Just give Rex his own show on Public Television in Buffalo; trade George to MUCH; put Ronnie and Grapes out on waivers where they will be snapped up and.... flush the rest.
Peter could wear his medal when he's anchoring in Kitchener.
While MightyThor clearly didn't read my post, as my Aunt Jessica did not work there... I did, I would disagree about the communist leanings in the building. I mean Bill Davis seems like a Communist in Alberta Anything that doesn't toe the party line appears to be a threat in the great state...I mean province of Ralph Klein.

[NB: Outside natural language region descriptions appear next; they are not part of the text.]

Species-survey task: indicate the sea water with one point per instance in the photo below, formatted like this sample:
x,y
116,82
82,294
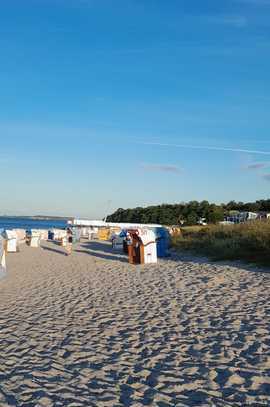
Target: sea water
x,y
29,223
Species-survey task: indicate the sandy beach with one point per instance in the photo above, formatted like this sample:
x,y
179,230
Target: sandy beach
x,y
92,330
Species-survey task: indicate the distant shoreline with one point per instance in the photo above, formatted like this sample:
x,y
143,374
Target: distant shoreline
x,y
38,217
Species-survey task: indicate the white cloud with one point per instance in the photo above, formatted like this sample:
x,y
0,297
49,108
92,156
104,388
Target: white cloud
x,y
257,166
231,20
160,168
210,148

But Thor's refusal to admit or accept that the CBC is wasteful, and that the salaries are far too high and the workload too light is typical of the opinions in the building. I sat in a room and listened to people griping about how hard they work, while not working! Come talk to me after I've had 5 assignments and missed my lunch, without being paid some ridiculous fine for missing my meal break! News is supposed to be unpredictable, and if the people really wanted the best product, they would take the forced meal break and other mindless rules and shove 'em.

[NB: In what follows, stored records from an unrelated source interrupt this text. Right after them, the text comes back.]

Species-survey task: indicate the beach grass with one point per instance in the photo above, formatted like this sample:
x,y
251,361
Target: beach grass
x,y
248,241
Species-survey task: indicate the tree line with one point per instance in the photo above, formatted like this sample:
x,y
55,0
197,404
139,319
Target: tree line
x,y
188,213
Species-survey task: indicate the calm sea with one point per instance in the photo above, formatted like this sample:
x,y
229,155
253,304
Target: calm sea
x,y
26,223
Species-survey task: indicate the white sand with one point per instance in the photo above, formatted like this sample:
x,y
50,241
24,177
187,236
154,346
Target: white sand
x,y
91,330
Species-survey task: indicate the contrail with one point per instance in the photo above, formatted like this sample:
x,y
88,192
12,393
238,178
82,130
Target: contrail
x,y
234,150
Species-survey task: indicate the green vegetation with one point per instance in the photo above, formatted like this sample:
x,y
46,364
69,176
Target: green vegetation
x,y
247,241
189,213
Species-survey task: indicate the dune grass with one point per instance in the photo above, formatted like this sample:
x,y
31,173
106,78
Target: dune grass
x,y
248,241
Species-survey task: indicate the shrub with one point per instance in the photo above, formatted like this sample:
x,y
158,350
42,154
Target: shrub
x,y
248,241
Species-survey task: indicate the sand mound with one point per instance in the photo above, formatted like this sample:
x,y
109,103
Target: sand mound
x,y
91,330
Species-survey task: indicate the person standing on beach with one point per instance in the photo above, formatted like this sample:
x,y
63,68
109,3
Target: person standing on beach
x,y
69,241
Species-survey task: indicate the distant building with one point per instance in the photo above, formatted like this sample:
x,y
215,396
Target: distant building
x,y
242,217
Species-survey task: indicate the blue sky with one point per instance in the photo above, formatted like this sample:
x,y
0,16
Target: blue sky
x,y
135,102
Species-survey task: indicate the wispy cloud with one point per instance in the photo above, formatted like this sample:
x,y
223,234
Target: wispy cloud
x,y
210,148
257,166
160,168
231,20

Sometimes it's a busy day and some times it's slow, but don't kill the momentum of a story so you can drive back to the hub and grab your sandwich, or demand your overtime pay because you finished the day 7 minutes late. But as I said, I've worked for many unions, and the leaders feel they have to win new concessions each time a new contract is forged, so when you've already got everything you need and more, you start to ask for the silly stuff, and just to end the action, you get it. It creates a workforce of petty, jaded, presumptive and mediocrity-driven individuals. ...
Okay, any doubts I'm a Communist have surely been driven away!!!
So, in other words, not only do you have at least two different names under which you post here in an attempt to buttress your arguments, but you're also looking to blame the workers at CBC for the fact that they have reasonable (i.e. living) wages and the fact that you have to work your butt off for the pittance you recieve in private radio.